A first-of-its-kind initiative by the employees’ union of an auto parts company in Manesar of granting membership to a contract worker has reignited the debate over contract workers’ right to join unions. The move has the potential to bridge the divide between permanent and contract workers in the Gurugram-Manesar-Bawal automotive belt in Haryana, according to workers’ and trade unions’ leaders.
On August 14 last year, Keshav Raj, a contract worker at Bellsonica Auto Component India Private Limited was granted membership in the company’s employees’ union and the matter came to light when the union mentioned his name in its income tax return filed this year.
The move prompted the Labour Commissioner of Haryana, who also functions as the Registrar of Trade Unions, to send a letter dated September 5 to the union seeking an explanation within 20 days for the action that “prima facie appears illegal” and in “contravention” of Rule 5 of the union’s constitution.

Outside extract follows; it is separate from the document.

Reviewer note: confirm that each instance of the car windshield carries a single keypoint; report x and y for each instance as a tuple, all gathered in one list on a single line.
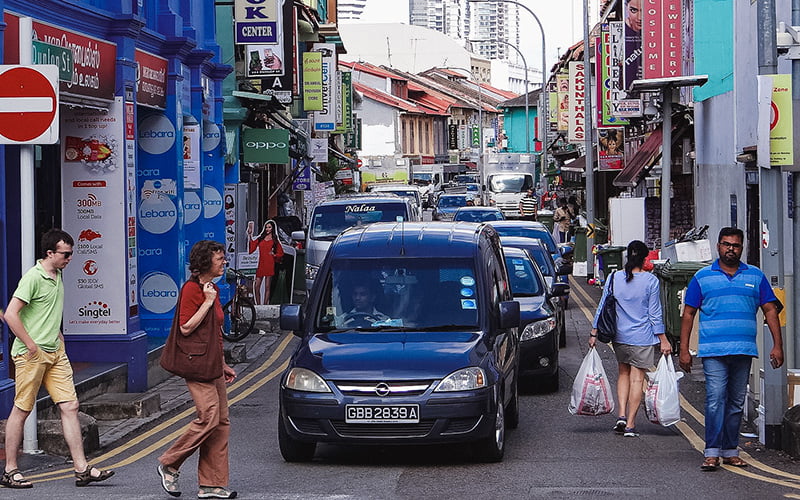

On September 28, in its reply, the employees’ union defended its decision saying that it was in adherence to its constitution, which was duly approved by the Labour Commissioner’s office. It added that the right to form a union was guaranteed to all workers under Article 19 of the Constitution and provisions of the Trade Unions Act, 1926, did not make any distinction between regular and contract workers in terms of forming a union.
‘Testing the waters’
Ajit Singh, general secretary of the workers’ union at Bellsonica, said providing membership to Mr. Raj was not an “easy” decision as there was opposition owing to apprehension over the deregistration of the union following the move. “Regular workers also feared that they would get marginalised. However, following indications from the management that a sizeable number of regular workers could be laid off, we realised we had to take along the contract workers to put up a joint fight. We inducted one contract worker to test the waters,” he said.
Rajesh Kumar, who is spearheading the movement to form a union for contract workers at Japanese company Hitachi’s plant in Manesar, said the decision is bound to create ripples and pressure regular workers to provide representation to contract workers in their unions. “We have submitted a charter of demands to the management seeking fair wages and other rights, but we have received no support from the workers’ union. Contract workers in all auto companies here face a similar situation. We work at a par with regular workers but receive abysmally low wages,” he said.
Shyambir Shukla, central committee member of the Inqlabi Mazdoor Kendra, a trade union based in Delhi-NCR, pointed out that while major workers’ movements in the auto hub saw the joint participation of all workers, permanent workers kept contract workers out of unions.
“Following the liberalisation of the Indian economy in 1991, different categories of workers were created, causing divisions among them. Though elimination of the contract system has been a long-standing demand of trade unions, precious little has been done to create awareness among workers of providing representation to contract workers in unions. It has created a huge disparity in wages and other benefits and hit workers’ unity. The move to induct a contract worker into a company’s employees’ union could set a new trend,” Mr. Shukla said.
Pawan Kumar, president of the Maruti Suzuki Workers’ Union in Manesar, welcomed the move but said there has been no such demand from the contract workers in his company so far.
Satvir Singh, vice-president of the Haryana unit of the Centre of Indian Trade Unions (CITU), said it was a “welcome step” but too early to predict its impact on workers in the region. “Trade unions, especially CITU, have always advocated the need to induct contract workers. The matter came up for detailed discussion during the Maruti workers’ movement in 2011, but it is for the workers’ unions to take the stand. Often, regular workers tend to play into the hands of the management and think only about their own interests. With the number of regular workers dwindling, the induction of contract workers will provide strength to unions for collective bargaining,” Mr. Singh said.
According to Hind Mazdoor Sabha general secretary Harbhajan Singh Sidhu, more contract workers have been seeking the membership of unions after the pandemic-induced lockdowns. “In the automotive belt of Haryana, thousands of workers lost their jobs during the lockdowns. When factories reopened, contract workers started approaching us to join our unions. We have helped several unions amend their by-laws to induct contract workers,” Mr. Sidhu said.
All India Trade Union Congress general secretary Amarjeet Kaur said officials of auto companies and the Labour Department have opposed giving permission to contract workers to form unions during negotiations, but no one can oppose it as it is the fundamental right of workers. “We have seen this new trend of contract workers joining unions in automobile, coal, oil and telecom sectors despite the managements and government officials opposing it,” Ms. Kaur said.